Artificial intelligence (AI) is affecting every business which has data and is changing the way they operate. TV is no exception. We already see AI start to change the way workflows operate at the backend. We’re now beginning to see exciting and innovative applications around discovering what viewers want to watch and how they can find this. AI is attracting hype, and there are some areas where we tend not to think that AI provides a useful solution (more about that in a future blog post). Here are three AI applications we are excited about.
Better content discovery with TV data
While a few customers will stay loyal to a particular channel, the desire for content they want to watch is what guides the viewing decisions of most. However, users can be overwhelmed with choice and end up viewing nothing, with a third of viewers complaining that they often cannot find anything worth watching. The average viewer says they want to spend 45 seconds deciding on starting to watch something, and this is a critical and tiny time-window where well-organized content and smart recommendations can direct a potential viewer to content they view.
AI can help viewers to rapidly discover the content they want by managing the data and metadata offering smart and personalized recommendations and brilliant search results that swiftly take them to what they are most likely to want to watch, regardless of their taste in genres. There are applications like this already, such as the now ubiquitous recommendation engines that MVPDs and operators use to surface content.
Where AI can add value is in offering a much more consistent approach to presenting and describing this data. Poorly organized metadata can be very visible to the baffled viewer, e.g., tagging a soccer game as drama, wasting the valuable 45-second customer window. Soccer may be full of high drama but meta-tagging it with this tag is simply incorrect from the perspective of TV genres. AI can help by being better and much faster at tagging accurately.

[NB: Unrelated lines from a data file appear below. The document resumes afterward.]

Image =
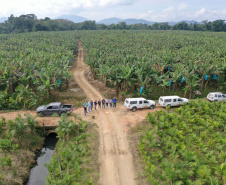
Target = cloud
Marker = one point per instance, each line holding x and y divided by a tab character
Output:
52	7
200	12
182	6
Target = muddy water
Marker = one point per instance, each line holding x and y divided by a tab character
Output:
39	172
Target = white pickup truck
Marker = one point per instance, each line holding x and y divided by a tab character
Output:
138	103
172	101
216	96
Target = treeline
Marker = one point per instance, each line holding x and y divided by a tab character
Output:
30	23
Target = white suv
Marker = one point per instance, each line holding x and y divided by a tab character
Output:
138	103
172	101
216	96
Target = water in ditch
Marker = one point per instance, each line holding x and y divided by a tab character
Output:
39	172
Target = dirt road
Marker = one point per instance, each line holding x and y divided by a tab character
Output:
116	165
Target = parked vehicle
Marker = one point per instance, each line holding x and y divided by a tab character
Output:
216	96
138	103
55	107
172	101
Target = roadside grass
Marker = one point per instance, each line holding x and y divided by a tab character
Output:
174	146
17	156
134	135
76	156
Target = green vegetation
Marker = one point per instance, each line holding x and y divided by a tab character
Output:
19	139
174	60
187	145
34	67
75	160
30	23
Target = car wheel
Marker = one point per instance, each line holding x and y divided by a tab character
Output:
63	113
134	109
168	106
41	114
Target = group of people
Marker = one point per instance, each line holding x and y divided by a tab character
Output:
105	103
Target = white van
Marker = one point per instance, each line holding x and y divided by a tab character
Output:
216	96
138	103
172	101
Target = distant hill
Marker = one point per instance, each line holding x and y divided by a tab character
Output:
73	18
115	20
3	19
137	21
109	21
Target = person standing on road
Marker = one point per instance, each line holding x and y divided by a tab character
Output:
103	103
85	107
89	106
114	100
110	102
99	104
106	101
95	103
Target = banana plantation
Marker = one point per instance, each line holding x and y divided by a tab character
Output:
34	66
187	146
188	61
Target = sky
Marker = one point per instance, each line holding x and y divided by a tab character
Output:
151	10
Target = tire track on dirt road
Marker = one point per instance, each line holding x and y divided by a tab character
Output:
116	164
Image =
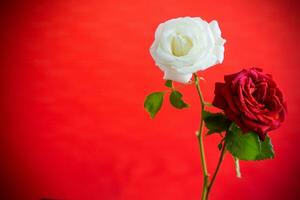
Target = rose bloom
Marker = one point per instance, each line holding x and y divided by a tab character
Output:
252	99
186	45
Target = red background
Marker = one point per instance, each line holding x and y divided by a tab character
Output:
74	75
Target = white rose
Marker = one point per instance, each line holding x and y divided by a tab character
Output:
186	45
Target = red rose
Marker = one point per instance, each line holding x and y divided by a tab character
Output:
252	99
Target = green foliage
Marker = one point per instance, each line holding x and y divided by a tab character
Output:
248	146
176	100
215	122
153	103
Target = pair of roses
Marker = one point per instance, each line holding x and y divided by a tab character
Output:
250	98
251	102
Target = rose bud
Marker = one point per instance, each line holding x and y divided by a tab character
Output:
185	45
252	100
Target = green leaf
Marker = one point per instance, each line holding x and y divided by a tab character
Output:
169	84
176	100
153	103
215	122
248	146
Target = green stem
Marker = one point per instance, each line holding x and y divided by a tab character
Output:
223	151
200	140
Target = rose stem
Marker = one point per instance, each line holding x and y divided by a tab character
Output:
223	151
200	140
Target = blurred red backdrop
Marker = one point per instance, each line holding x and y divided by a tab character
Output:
74	75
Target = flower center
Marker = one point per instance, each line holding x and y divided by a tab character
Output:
181	45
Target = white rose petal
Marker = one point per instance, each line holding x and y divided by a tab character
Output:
183	46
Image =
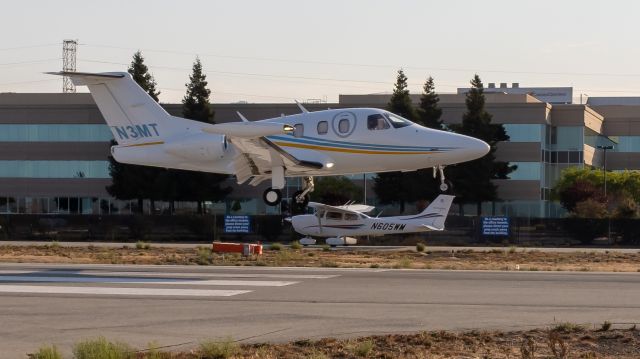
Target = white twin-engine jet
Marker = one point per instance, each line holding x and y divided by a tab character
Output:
322	143
340	223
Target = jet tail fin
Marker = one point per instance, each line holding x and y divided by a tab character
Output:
436	213
132	115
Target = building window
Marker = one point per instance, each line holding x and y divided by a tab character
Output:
54	169
526	171
55	133
323	127
524	132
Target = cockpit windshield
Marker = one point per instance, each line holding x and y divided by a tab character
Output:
397	121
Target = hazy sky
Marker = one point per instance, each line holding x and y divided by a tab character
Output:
277	51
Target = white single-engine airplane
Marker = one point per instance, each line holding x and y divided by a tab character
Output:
321	143
340	223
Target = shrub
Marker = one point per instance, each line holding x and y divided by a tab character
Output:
47	352
142	245
101	348
224	349
363	348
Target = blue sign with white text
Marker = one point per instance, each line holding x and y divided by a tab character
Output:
237	224
495	226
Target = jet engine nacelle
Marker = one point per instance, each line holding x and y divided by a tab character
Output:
200	147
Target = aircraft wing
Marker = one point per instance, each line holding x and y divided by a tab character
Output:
353	208
256	155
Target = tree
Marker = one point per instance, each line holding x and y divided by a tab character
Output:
390	186
135	181
335	190
198	186
195	104
429	113
472	180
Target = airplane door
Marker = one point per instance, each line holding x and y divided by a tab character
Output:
344	123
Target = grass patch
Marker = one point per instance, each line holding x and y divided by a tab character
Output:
403	263
224	349
46	352
568	327
363	348
142	245
101	348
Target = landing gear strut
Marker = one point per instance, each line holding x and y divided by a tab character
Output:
439	169
301	198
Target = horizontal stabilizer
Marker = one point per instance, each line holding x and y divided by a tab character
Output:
249	129
432	228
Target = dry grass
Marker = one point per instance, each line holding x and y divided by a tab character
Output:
508	259
539	343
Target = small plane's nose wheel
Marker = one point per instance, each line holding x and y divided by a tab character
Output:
439	169
272	196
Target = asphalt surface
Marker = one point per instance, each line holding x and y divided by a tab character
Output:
180	305
378	248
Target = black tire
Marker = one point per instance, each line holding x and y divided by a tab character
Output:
268	196
299	207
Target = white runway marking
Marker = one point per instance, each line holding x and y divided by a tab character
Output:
120	291
121	280
179	274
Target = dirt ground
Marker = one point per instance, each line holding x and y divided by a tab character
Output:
507	259
563	341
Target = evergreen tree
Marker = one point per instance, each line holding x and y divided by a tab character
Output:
135	181
196	102
429	113
198	186
393	187
140	73
472	180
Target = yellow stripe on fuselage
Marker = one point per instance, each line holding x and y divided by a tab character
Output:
145	144
350	150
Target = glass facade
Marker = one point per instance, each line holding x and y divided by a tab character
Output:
526	171
524	132
54	133
54	169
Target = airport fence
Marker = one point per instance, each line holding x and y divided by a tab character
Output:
460	230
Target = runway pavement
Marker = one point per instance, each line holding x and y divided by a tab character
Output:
61	304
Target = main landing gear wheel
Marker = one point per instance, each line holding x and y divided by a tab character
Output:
272	196
299	203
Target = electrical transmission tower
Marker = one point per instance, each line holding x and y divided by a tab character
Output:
69	48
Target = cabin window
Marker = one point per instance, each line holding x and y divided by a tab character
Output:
334	215
323	127
350	217
343	126
397	121
377	122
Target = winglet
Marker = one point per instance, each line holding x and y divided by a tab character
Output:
244	119
304	110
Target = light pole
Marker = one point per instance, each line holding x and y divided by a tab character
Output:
604	170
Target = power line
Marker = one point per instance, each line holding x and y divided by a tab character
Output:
315	62
29	47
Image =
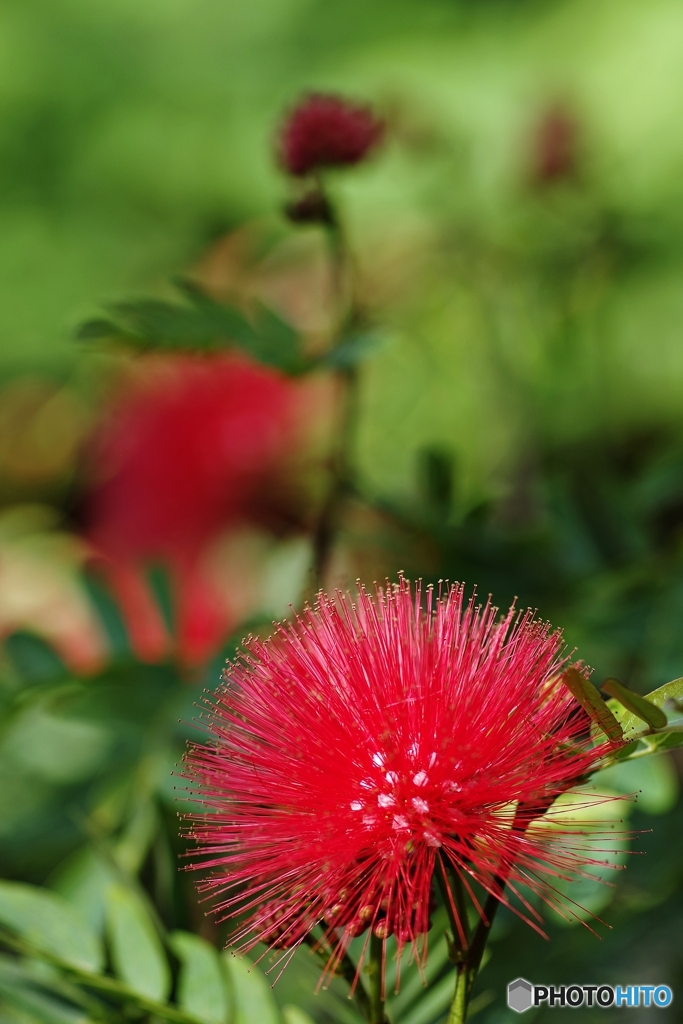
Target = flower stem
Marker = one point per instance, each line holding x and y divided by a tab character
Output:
376	981
348	379
341	476
458	1012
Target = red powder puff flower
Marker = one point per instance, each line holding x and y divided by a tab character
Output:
190	449
327	131
371	739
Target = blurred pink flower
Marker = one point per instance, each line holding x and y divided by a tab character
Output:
193	446
327	131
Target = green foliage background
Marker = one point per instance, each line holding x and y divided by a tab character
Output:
537	351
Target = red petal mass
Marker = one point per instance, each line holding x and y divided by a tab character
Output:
368	739
327	131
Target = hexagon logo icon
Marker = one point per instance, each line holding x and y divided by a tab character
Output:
520	995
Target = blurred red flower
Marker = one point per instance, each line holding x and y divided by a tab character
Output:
373	738
194	445
556	139
327	131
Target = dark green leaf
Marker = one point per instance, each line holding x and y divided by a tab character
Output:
95	330
48	922
590	699
292	1015
351	350
136	950
203	984
17	990
253	997
201	324
640	707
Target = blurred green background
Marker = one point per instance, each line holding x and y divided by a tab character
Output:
521	425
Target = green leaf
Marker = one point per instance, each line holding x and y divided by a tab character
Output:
32	1000
136	950
670	698
202	986
640	707
292	1015
200	324
49	923
433	1004
590	699
351	350
253	998
83	880
654	781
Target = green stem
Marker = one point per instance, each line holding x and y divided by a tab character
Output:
348	971
468	971
348	378
376	982
458	1012
341	478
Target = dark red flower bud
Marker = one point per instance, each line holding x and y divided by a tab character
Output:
556	145
327	131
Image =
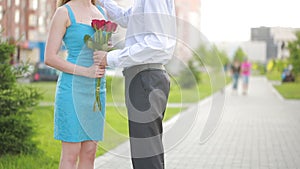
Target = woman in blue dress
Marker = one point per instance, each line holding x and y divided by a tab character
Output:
76	124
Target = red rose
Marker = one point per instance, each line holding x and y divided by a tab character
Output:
98	24
114	27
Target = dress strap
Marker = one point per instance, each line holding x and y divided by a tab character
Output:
102	11
71	14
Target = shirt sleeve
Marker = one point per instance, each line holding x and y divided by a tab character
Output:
115	12
158	38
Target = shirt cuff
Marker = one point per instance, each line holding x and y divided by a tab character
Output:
112	58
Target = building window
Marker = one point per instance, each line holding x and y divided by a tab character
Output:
17	33
1	12
32	20
34	4
17	16
17	2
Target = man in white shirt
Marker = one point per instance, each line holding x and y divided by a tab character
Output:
150	42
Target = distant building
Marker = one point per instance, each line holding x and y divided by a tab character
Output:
276	39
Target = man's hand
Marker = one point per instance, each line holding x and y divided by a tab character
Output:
100	58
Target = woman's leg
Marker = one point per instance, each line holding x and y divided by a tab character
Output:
87	155
69	155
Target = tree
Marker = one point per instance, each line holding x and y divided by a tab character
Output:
16	103
294	49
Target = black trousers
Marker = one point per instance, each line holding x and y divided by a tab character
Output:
146	98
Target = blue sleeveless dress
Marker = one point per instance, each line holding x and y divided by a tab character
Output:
74	118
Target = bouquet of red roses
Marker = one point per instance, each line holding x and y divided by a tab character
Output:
100	41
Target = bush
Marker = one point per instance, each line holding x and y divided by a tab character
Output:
16	103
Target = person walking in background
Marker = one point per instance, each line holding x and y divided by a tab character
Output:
246	72
149	44
235	73
76	124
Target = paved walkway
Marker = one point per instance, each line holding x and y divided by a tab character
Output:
257	131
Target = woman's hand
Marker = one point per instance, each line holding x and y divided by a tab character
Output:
100	58
95	71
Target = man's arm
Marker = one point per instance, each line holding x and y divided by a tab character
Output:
115	12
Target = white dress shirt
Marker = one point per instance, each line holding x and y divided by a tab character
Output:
151	32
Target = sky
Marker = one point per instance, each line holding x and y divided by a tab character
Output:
232	20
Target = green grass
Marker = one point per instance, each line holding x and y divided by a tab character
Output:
116	128
274	76
289	90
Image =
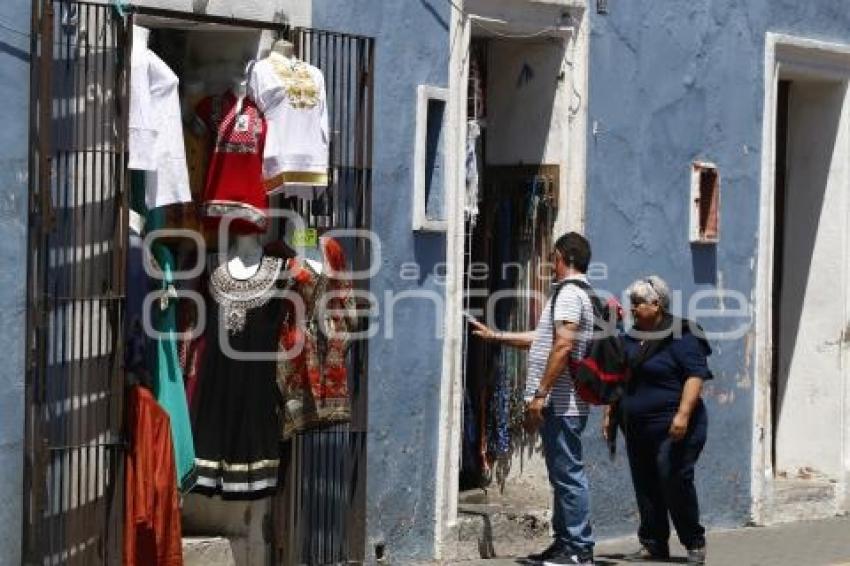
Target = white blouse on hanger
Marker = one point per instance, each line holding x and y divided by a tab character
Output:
291	94
156	129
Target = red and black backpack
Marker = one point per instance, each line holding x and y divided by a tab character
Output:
600	377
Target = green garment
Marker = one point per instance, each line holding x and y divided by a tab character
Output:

Meta tags are particularly useful in an AI-powered search. Metadata from third parties are notoriously disparate. They are often not standardized and can be used differently by different providers. For example, tagging soccer as football may mean World Cup matches appear in searches for viewers looking for American football but don’t appear in results for soccer. AI can be used to reduce these errors, by validating (and if necessary modifying) inconsistent meta tags.
Voice commands and TV
The integration of AI-powered assistants into TV services will provide a new level of data for the TV industry to use. OEMs like LG have integrated Google’s voice assistant into devices. We’re excited about the potential of these systems, and the data science that powers them, providing a much clearer picture of not just what people do when watching TV, but why.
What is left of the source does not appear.